Shawn Averkamp is Manager of Metadata Services at The New York Public Library where she directs strategy, production, ontology design, and quality control for digital resource and discovery metadata. Previously she worked as Data Services Librarian and Interim Head at the University of Iowa Libraries Digital Research and Publishing department, contributing to the Libraries’ digital collections, institutional repository, and crowdsourcing platform, DIYHistory, and as Metadata Librarian at the University of Alabama Libraries. She earned her MLIS from the University of Iowa and holds a BA in Music from Luther College.
Please describe your institution, its history, and mission.
Founded in 1895, NYPL is the nation’s largest public library system, featuring a unique combination of 88 neighborhood branches and four scholarly research centers. NYPL serves more than 17 million patrons a year, and millions more online. The Library holds more than 51 million items, from books, e-books, and DVDs to renowned research collections used by scholars from around the world. The Library is also well-known for its Digital Collections and digital experiments in public engagement and creative collection reuse.
Please briefly describe the resources that can be found on your digital platform and how they relate to physical holdings (i.e., a selection, only certain specific collections, do not relate at all)?
NYPL’s early digital collections highlighted its wealth of image-based resources, including large portions of the Mid-Manhattan picture collection, photographs of New York City, Japanese books and prints, plates and illustrations from rare books in the general research collections, and much more. With a migration to a new digital collections platform and advances in image display, digital object navigation, and collections contextualization, digitization grew to include more text-based archival collections, newspapers, journals, and full-book scans. We now have a wide range of our Research Libraries collections represented across almost all of our curatorial divisions and research centers.
Describe your role in maintaining the digital platform. What sized staff helps maintain the platform? Do you have other responsibilities at your institution separate from the digital platform?
I am the product manager for our homegrown metadata and workflow management system, which enables over 50 staff to create and maintain metadata, manage rights and access controls, and track digital imaging tasks. I engage with our staff users and other stakeholders to prioritize and gather requirements for new features and system improvements. This system is part of a larger suite of digital repository applications supported by in-house developers. I also manage a production services staff of five metadata specialists who guide staff across the Research Libraries in metadata creation, enrichment, and maintenance and help triage issues with our metadata management system. In addition to metadata production services and product management, I design data models for new library applications and interfaces.
How would you characterize the known user base of your platform? What methods do you employ to increase discoverability and traffic, and have they been successful?
In addition to our primary New York City audience, our Digital Collections website reaches users around the world. Our most successful recent engagement effort was a release of high-resolution downloads for nearly 200,000 public domain items. We not only gave the images away for free but encouraged creative reuse our of our content through digital “remixes” such as games and visualizations designed by some of our developers. The overwhelming press and public response told us a lot about how people are using, or want to use, our collections and gave us ideas for future avenues for promotion. We also share our digital content through the Digital Public Library of America (DPLA). While the referrals from DPLA represent a small fraction of our total Digital Collections web traffic, participation helps us reach new audiences through education initiatives, such as DPLA’s primary source sets, and through innovative apps built upon DPLA’s API.

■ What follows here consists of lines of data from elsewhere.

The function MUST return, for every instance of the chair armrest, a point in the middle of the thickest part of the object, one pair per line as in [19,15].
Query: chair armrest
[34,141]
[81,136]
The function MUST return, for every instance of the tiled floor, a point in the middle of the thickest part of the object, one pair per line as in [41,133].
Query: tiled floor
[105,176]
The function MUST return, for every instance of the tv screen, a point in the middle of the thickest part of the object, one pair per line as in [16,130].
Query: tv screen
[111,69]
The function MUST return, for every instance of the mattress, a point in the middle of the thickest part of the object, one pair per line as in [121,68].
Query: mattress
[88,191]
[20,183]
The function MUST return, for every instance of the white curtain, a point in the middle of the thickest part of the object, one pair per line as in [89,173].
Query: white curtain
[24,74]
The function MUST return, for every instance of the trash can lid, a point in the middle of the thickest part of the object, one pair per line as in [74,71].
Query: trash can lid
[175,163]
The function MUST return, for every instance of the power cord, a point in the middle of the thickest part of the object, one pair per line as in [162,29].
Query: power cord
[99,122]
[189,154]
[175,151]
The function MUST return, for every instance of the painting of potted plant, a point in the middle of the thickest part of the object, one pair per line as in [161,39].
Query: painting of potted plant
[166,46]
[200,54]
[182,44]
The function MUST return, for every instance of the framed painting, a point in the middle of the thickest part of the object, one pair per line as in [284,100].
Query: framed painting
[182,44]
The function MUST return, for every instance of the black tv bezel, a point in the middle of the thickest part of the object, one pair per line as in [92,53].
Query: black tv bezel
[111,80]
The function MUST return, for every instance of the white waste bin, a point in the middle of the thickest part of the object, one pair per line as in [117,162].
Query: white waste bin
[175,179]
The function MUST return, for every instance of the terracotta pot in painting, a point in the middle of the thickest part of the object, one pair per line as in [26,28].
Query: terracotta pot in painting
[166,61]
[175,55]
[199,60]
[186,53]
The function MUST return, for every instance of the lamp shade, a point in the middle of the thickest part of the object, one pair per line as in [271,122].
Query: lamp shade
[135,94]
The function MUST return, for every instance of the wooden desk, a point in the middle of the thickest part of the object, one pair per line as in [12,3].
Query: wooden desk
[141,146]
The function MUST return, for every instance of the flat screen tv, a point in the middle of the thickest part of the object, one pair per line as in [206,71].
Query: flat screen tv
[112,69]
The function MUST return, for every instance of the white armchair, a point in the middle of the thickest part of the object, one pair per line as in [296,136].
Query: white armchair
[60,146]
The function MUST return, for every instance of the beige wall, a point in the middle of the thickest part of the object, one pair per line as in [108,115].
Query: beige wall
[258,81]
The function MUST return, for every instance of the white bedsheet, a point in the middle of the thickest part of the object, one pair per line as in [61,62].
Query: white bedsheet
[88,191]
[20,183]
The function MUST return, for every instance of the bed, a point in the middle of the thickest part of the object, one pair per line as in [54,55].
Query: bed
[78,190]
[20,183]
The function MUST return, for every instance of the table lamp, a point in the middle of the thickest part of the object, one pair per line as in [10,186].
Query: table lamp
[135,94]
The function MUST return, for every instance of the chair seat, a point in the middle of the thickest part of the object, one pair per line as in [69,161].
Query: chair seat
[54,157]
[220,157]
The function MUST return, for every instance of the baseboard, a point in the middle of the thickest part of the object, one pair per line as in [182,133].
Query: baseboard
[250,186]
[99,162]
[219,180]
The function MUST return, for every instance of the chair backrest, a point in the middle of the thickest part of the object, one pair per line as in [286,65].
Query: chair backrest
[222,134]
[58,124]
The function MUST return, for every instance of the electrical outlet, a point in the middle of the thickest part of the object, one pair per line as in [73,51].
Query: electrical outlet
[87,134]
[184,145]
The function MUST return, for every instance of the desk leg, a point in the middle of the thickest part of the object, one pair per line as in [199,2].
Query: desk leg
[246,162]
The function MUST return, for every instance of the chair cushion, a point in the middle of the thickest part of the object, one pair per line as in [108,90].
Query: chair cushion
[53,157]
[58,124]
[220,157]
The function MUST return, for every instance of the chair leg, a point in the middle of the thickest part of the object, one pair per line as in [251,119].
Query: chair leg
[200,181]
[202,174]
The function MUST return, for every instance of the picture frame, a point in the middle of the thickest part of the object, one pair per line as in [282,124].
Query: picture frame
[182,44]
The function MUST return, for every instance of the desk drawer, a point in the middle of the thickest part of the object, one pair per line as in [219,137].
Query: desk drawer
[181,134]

Describe the software or system you use to manage and present your collection. Why was this system was chosen? (If you are unsure of the software and/or system, please describe the general requirements you had when the platform was created).
Our systems for managing and presenting digital content are custom-built and maintained in-house by software development teams. While we try to use existing open-source software when possible, as a large, high-profile library, we have to meet high expectations from our patrons, so it was important to have complete flexibility with design and functionality for our Digital Collections website. For example, with such a wide range in content from all areas of the research libraries, it was important to be able to give users as much context as possible about the source collections of our digitized materials as well as related records and sites. You can see this manifested in our collection view pages (ex. Writers’ Program, New York City: Negroes of New York Collection) and in our “View this item elsewhere” links in our item view pages (ex. Buttolph Collection menu).
Our Metadata Management System (MMS) is a custom-built Ruby-on-Rails app on top of a Fedora Commons digital repository. Because of our specific digitization, metadata creation, and rights workflows and our legacy metadata and digital object structure, at the time of migration, it made the most sense to build our own system rather than use an out-of-the-box solution. In looking ahead to future repository migrations, we are considering how to best adapt and contribute to current digital library software development efforts while also addressing our expanding needs for new content and metadata types.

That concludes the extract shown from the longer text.